Washington did everything possible to negotiate, conciliate and build confidence. We'll do almost anything you want, Carter and Brzezinski offered, just be our friend. Far from persuading Khomeini that the U.S. was a real threat, the U.S. government made itself appear a pitiful, helpless giant, convincing Tehran - as Khomeini himself put it - that America couldn't do a damn thing. So why should we expect such a tactic would work today?

How long does it take to get the message: This is an ideological revolution with huge ambitions to which America is inevitably a barrier. Appeasement, talks, apologies, confidence-building measures won't convince Tehran that America is its friend, only that it's an enemy so weak as to make aggression seem inevitably successful.

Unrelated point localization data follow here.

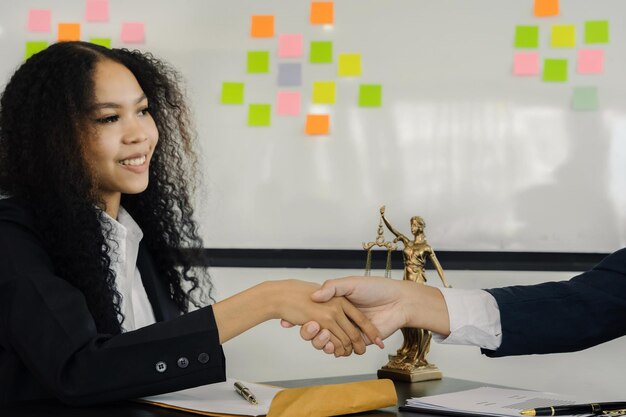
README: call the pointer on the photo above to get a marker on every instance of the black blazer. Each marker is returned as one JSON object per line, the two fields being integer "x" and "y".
{"x": 564, "y": 316}
{"x": 49, "y": 345}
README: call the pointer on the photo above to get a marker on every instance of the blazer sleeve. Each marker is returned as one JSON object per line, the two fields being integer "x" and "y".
{"x": 49, "y": 343}
{"x": 564, "y": 316}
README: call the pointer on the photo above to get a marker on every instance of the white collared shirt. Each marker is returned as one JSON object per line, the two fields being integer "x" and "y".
{"x": 124, "y": 243}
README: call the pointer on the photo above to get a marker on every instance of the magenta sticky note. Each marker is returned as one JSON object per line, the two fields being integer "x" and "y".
{"x": 133, "y": 32}
{"x": 290, "y": 46}
{"x": 288, "y": 103}
{"x": 590, "y": 61}
{"x": 97, "y": 11}
{"x": 39, "y": 20}
{"x": 526, "y": 63}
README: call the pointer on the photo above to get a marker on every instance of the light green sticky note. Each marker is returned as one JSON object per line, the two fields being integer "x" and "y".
{"x": 32, "y": 47}
{"x": 321, "y": 52}
{"x": 106, "y": 42}
{"x": 563, "y": 36}
{"x": 259, "y": 114}
{"x": 258, "y": 61}
{"x": 526, "y": 36}
{"x": 585, "y": 98}
{"x": 349, "y": 65}
{"x": 597, "y": 31}
{"x": 232, "y": 93}
{"x": 555, "y": 70}
{"x": 370, "y": 95}
{"x": 324, "y": 92}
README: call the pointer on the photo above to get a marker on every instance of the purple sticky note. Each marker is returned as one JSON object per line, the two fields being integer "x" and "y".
{"x": 97, "y": 11}
{"x": 590, "y": 61}
{"x": 289, "y": 74}
{"x": 132, "y": 32}
{"x": 290, "y": 46}
{"x": 39, "y": 20}
{"x": 526, "y": 63}
{"x": 288, "y": 103}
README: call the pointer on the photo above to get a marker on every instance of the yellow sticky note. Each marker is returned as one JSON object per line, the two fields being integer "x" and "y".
{"x": 349, "y": 65}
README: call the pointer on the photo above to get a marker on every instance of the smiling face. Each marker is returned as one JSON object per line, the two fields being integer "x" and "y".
{"x": 124, "y": 134}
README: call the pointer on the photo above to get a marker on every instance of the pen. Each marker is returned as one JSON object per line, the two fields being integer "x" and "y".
{"x": 613, "y": 408}
{"x": 245, "y": 393}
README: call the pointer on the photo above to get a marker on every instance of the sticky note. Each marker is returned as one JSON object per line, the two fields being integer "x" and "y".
{"x": 32, "y": 47}
{"x": 597, "y": 31}
{"x": 349, "y": 65}
{"x": 546, "y": 8}
{"x": 526, "y": 63}
{"x": 290, "y": 46}
{"x": 321, "y": 52}
{"x": 585, "y": 98}
{"x": 526, "y": 36}
{"x": 259, "y": 114}
{"x": 555, "y": 70}
{"x": 97, "y": 11}
{"x": 563, "y": 36}
{"x": 289, "y": 74}
{"x": 232, "y": 93}
{"x": 39, "y": 20}
{"x": 322, "y": 13}
{"x": 258, "y": 62}
{"x": 262, "y": 26}
{"x": 317, "y": 124}
{"x": 288, "y": 103}
{"x": 370, "y": 95}
{"x": 590, "y": 61}
{"x": 133, "y": 32}
{"x": 106, "y": 42}
{"x": 324, "y": 92}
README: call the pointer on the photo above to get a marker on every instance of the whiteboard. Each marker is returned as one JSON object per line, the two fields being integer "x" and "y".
{"x": 491, "y": 161}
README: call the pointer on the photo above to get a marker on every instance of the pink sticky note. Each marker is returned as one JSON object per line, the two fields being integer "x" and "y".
{"x": 288, "y": 103}
{"x": 132, "y": 32}
{"x": 590, "y": 61}
{"x": 97, "y": 11}
{"x": 290, "y": 46}
{"x": 39, "y": 20}
{"x": 526, "y": 63}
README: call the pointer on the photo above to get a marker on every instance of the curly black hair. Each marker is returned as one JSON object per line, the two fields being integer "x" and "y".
{"x": 44, "y": 114}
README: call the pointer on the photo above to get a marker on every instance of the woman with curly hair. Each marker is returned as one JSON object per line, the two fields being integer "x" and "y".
{"x": 96, "y": 231}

Gates noted: "Every administration since then has reached out to the Iranians in one way or another and all have failed....The reality is the Iranian leadership has been consistently unyielding over a very long period of time in response to repeated overtures from the United States about having a different and better kind of relationship."
(Jerusalem Post)

3 comments:

LHwrites said...

There seems to be some paraphrasing here, and I am not sure, as Gates nor the article report their sources, that this went on as it is written. While Reagan may have expected better relations with Iran becuase they released the hostages when he was elected, and other things that we will get to in a minute, he did nothing diplomatically to bridge any gap as the American people were still smarting from the hostage crisis. George W. declared them part of the "axis of evil" and has never reached out to them unti recently---very recently--because he is panicking that his Presidency has truly destroyed the modern world now that the economy is doing as well as the MidEast thanks to America 'leading the way'---much to the chagrin perhaps of John McCain. So what does Gates mean that every administration has reached out in some way since Carter? Does he really mean "what I meant to say is I haven't a clue what I am talking about?" Because that seems much more accurate. Or perhaps Gates is referring to the wonderful Reagan/H.W. Bush years when we sold Iran arms--even through Israel, because these were the '33% less dangerous than the Ayatollah Iranians' I guess,--to free American hostages in the MidEast and fund the Nicaraguan resistance. Ah, the good old days, when Republicans used to fund terrorists and use others to destabilize governments. Safer than using our own troops, but less effective. That must be where the Bush doctrine really differs. I would say Gates should stick to what he knows best, but I am not sure anyone knows what that is.

Bruce said...

The point was probably less partisan and simply: Iran has consistently rejected creative compromise and talk.

Bruce said...

The innovative "historical bombshell" was that he was present at the meeting Brzezinski had with top Iranian officials and could report what was not reported before.